If I remember correctly (at least with auto tunnels) the sections are sealed on each end with steel. They floated to the spot they are to rest, sunk in place then welded together by underwater diving welders. Only then are the steel plugs removed between the welded sections.
I think in some cases the sections are allowed to fill with water, and then pumped out.
However, as far as I can tell, most underwater tunnels are simply bored through the bedrock under the floor of the body of water, rather than being built out of sunken tunnel members.
http://www.masspike.com/bigdig/background/twt_built.html
When they sunk the sections of the Ted Williams tunnel, the ends were sealed. Then they opened up one end and worked on that section while the next was set up.
San Francisco Bay Area Rapid Transit tunnel under the Bay.
A series of tubes. Perhaps the real place the Internets started.

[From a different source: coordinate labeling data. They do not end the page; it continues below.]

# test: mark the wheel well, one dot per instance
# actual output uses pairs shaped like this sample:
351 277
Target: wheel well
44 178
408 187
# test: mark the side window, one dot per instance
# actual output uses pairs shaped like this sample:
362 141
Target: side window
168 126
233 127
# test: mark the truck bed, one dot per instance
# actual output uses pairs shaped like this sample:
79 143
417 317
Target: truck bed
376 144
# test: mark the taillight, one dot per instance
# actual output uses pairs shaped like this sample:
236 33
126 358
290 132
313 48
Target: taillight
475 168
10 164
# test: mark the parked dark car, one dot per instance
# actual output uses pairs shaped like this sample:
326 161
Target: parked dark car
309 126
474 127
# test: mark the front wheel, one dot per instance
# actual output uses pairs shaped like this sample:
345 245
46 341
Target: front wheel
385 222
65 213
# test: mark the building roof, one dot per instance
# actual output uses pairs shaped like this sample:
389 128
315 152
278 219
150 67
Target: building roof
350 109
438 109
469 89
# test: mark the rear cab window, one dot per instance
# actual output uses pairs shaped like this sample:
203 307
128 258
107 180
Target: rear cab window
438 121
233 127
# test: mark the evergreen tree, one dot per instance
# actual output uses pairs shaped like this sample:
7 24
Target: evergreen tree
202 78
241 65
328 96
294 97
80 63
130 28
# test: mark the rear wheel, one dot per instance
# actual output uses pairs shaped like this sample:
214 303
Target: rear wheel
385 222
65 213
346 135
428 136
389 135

I’m not understanding- how do they open one end of a submerged tunnel section without water rushing in?
They only open one end, the one connected to the other sections that have already been sunk and are connected back to land via the rest of the tunnel.
You start by digging a tunnel to the edge of the water on the west side, and putting a steel wall up to keep the water out. You dredge a trough in the river bottom right up to the conventional tunnel you just dug, and drop a sealed tunnel section on the end of that. You weld the sunken section to the steel wall you built on the end of the conventional section. Then you cut through the steel wall and the end cap on the east end of the tunnel section, extending the dry tunnel out to the west end of the section you just dropped in place.
On the east side of the water you are doing the same thing. Eventually, there are two partial tunnels, with steel walls at the end of each and dry tunnel behind, and a gap in the middle that is the size of the last tunnel section. Drop that last one in place, cut through the end caps, and ta-da, you have a complete tunnel.
If burying prefab segments isn’t an option, i.e. through rock instead of mud, a “mole” is used instead - in combination with some serious sump pumps where needed. In olden days, pressurized caissons would keep the water out while providing a work area, but you know about getting “the bends”.